Alex Davies, a Dartmouth resident, attempted to find a way around the steep price by making his own.
“I was interested in learning the violin for a while, in a vague sort of ‘I’m never going to actually do this’ sort of way,” he said from his workspace near Wyse Road. “Violins are expensive.”
So he took the matter into his own hands and endeavored to make one.
His partner on the project, Tristan Trim, had worked on a paper mache cello beforehand. Trim said the violin was much easier to construct due to its size.
They submitted their violin design to an online contest called The Deconstruction, where they had 48 hours to complete the project.

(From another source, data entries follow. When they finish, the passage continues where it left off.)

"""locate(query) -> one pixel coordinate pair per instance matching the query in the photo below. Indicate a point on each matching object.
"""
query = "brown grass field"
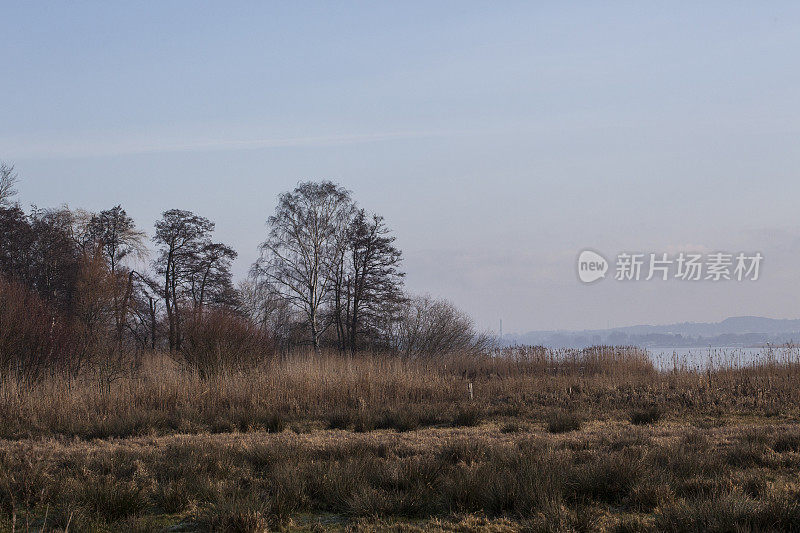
(593, 440)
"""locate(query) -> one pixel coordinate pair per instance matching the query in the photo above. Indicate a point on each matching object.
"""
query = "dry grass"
(547, 442)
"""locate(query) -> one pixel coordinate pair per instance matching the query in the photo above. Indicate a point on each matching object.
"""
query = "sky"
(498, 139)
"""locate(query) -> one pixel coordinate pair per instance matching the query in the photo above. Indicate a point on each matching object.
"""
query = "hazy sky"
(498, 139)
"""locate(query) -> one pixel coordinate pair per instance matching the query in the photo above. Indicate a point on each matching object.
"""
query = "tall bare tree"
(373, 283)
(181, 234)
(195, 270)
(116, 236)
(306, 237)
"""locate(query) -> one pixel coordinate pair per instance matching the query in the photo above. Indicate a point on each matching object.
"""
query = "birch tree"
(304, 246)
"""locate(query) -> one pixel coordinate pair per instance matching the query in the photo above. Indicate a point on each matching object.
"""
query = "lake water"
(721, 356)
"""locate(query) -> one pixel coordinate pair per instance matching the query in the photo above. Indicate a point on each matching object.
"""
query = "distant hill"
(734, 331)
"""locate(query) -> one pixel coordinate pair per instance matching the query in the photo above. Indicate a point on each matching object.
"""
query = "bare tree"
(8, 181)
(210, 277)
(195, 270)
(306, 237)
(116, 236)
(429, 328)
(181, 235)
(373, 282)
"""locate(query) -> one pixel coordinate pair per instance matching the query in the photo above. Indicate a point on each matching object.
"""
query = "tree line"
(81, 289)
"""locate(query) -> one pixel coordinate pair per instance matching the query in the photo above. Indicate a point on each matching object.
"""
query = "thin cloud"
(90, 148)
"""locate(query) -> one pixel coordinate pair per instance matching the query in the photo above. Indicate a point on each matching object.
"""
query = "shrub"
(220, 340)
(562, 421)
(651, 415)
(467, 416)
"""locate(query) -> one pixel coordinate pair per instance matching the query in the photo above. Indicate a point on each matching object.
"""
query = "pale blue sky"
(497, 138)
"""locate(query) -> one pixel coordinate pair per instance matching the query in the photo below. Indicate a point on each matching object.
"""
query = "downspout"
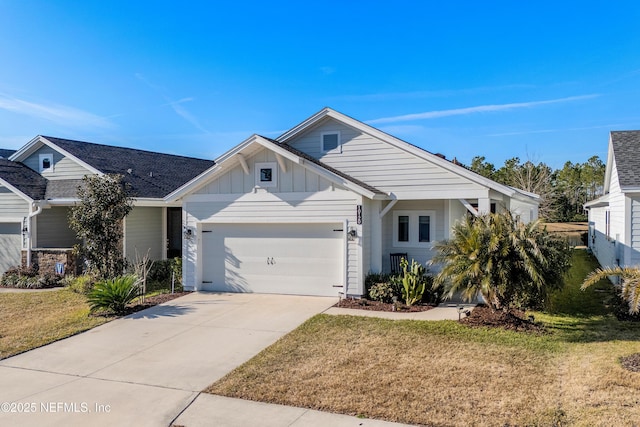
(31, 215)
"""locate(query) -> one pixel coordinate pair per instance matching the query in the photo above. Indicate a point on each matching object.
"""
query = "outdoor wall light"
(188, 233)
(352, 234)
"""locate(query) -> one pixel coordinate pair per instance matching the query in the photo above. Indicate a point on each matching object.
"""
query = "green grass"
(33, 319)
(446, 374)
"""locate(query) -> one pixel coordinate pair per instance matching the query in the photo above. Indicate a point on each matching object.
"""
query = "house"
(614, 218)
(315, 210)
(38, 185)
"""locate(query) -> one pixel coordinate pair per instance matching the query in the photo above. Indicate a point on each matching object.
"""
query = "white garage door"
(300, 259)
(10, 246)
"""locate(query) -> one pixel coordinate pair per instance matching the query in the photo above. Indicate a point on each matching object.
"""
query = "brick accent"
(46, 259)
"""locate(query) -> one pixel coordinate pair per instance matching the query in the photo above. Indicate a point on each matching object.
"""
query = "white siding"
(380, 164)
(12, 205)
(53, 229)
(420, 254)
(295, 179)
(143, 232)
(634, 258)
(63, 167)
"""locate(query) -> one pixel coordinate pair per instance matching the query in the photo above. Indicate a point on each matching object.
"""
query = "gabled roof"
(410, 148)
(21, 178)
(626, 152)
(150, 174)
(283, 150)
(4, 153)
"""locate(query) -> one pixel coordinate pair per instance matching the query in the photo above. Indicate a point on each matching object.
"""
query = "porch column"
(484, 205)
(376, 236)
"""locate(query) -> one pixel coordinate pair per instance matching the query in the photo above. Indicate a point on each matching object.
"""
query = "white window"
(413, 228)
(331, 142)
(266, 175)
(45, 162)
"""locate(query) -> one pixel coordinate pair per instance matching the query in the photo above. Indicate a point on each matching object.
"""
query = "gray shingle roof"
(150, 174)
(626, 149)
(23, 178)
(4, 153)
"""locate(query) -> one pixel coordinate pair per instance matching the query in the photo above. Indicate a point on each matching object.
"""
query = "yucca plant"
(629, 283)
(114, 294)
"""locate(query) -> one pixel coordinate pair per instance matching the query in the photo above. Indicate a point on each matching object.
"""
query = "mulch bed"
(365, 304)
(513, 320)
(631, 363)
(148, 303)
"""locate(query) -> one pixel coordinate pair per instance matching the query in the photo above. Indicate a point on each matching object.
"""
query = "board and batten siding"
(13, 206)
(63, 167)
(295, 179)
(327, 207)
(382, 165)
(53, 230)
(143, 230)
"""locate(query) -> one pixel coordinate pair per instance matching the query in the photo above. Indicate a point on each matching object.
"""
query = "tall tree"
(97, 220)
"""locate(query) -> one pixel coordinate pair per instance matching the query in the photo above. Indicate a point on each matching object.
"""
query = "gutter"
(31, 215)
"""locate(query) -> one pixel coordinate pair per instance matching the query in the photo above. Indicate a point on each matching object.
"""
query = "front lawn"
(446, 374)
(32, 319)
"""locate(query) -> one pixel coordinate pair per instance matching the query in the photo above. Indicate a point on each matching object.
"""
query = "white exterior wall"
(143, 231)
(299, 196)
(384, 166)
(63, 167)
(420, 254)
(13, 206)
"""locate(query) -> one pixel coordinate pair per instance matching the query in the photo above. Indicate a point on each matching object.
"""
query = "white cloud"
(60, 114)
(476, 109)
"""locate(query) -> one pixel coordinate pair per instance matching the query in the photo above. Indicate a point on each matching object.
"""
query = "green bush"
(82, 284)
(413, 280)
(114, 294)
(383, 292)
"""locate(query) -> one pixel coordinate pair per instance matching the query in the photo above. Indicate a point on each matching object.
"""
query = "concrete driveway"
(146, 368)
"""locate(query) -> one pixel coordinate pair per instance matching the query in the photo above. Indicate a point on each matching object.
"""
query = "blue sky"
(540, 80)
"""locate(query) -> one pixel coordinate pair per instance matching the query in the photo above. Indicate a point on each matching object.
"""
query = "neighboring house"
(38, 185)
(315, 210)
(614, 218)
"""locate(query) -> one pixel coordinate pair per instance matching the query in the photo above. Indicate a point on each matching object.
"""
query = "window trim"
(43, 157)
(274, 174)
(338, 148)
(414, 228)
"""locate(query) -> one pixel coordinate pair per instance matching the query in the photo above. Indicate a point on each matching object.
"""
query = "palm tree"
(500, 258)
(629, 283)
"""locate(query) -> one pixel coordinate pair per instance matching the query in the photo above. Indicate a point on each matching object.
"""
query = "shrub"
(413, 281)
(114, 294)
(373, 279)
(82, 284)
(383, 292)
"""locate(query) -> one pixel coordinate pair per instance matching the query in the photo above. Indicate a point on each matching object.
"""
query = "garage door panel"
(273, 258)
(10, 246)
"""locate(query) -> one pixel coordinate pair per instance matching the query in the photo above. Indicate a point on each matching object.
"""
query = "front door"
(174, 233)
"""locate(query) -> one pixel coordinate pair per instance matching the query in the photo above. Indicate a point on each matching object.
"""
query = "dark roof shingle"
(150, 174)
(23, 178)
(626, 149)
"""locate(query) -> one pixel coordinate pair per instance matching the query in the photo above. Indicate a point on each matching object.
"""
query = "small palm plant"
(114, 294)
(629, 283)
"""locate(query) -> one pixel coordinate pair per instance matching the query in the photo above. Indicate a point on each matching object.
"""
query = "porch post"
(376, 237)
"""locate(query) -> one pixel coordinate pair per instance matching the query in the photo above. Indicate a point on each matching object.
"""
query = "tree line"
(562, 192)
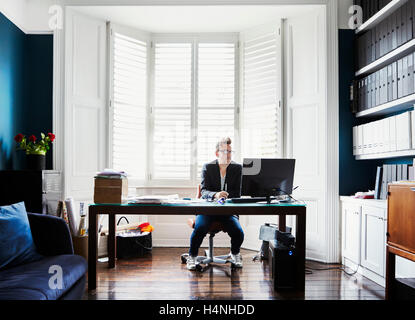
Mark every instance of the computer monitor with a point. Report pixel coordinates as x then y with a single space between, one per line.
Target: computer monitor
267 177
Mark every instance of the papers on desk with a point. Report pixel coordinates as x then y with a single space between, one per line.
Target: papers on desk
111 174
154 199
159 199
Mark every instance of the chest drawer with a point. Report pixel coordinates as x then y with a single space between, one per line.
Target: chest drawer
401 216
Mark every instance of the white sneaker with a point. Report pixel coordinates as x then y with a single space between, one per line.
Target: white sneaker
237 260
191 263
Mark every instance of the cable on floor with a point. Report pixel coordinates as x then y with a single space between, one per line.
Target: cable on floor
308 270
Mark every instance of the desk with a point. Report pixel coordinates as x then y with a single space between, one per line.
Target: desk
400 237
205 208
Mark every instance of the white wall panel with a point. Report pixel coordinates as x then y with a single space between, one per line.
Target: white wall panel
305 124
85 103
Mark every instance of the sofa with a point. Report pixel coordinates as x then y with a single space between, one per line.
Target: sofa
59 274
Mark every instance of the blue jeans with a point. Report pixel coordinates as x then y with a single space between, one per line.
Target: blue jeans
230 224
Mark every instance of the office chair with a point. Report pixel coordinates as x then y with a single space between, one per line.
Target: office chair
209 257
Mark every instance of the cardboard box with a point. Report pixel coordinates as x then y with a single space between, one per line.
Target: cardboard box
111 190
80 246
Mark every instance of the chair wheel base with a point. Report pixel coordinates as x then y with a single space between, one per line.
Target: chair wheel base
184 257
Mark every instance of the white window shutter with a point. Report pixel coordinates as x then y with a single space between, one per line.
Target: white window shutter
172 111
129 105
262 132
215 98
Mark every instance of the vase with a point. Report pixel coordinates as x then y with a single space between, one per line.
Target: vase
36 161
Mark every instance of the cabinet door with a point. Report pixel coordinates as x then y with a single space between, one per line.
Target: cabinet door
373 246
351 216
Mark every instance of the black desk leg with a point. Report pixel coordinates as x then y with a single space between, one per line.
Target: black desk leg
300 243
111 241
281 222
390 275
92 248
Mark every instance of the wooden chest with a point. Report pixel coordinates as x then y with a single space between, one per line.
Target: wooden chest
110 190
401 216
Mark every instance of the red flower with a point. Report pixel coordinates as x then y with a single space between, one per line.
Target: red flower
143 225
51 136
18 138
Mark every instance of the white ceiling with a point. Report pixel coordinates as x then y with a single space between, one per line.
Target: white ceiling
174 19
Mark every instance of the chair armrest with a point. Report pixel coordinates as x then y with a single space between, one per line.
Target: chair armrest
50 234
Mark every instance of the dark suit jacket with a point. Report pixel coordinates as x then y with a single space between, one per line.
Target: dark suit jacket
211 180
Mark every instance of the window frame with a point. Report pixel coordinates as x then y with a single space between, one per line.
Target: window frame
142 36
151 39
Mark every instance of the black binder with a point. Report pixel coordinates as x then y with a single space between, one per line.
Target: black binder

“We made the deadline, even a little bit under time,” Davies said. “Maybe eight hours to spare, and we even slept once or twice.”
And how did they do it?
Using an open-source design program on a computer, they designed the shape of a prototype violin mould and then, using a 3D printer, created one.
3D printing is a process of making a three-dimensional solid object of almost any shape using a digital model. It’s achieved by using an additive process, where successive layers of material are laid down in different shapes. The technique is taking the technology world by storm as a new way to create virtually anything.
Once their prototype was ‘printed’ they put a paper mache cast over it and voila! A violin.
“One of the things we thought was really cool about the project is that it’s literally paper, cardboard and paste, so you could do it on a budget of basically five dollars,” he said.
Although the violin doesn’t sound as pure as a conventionally made instrument, Trim says it’s only a matter or perfecting their design.
“Honestly I’d like to get a working instrument for $20, that would be a pretty sweet deal,” he said.
“There’s so many interesting things happening with 3D printing and that sort of thing, it doesn’t make sense not to be a part of it,” he said. “When you can go out and buy some materials and access all of the information that people are putting out into the world via the Internet, there’s no reason not to learn and create stuff all of the time.”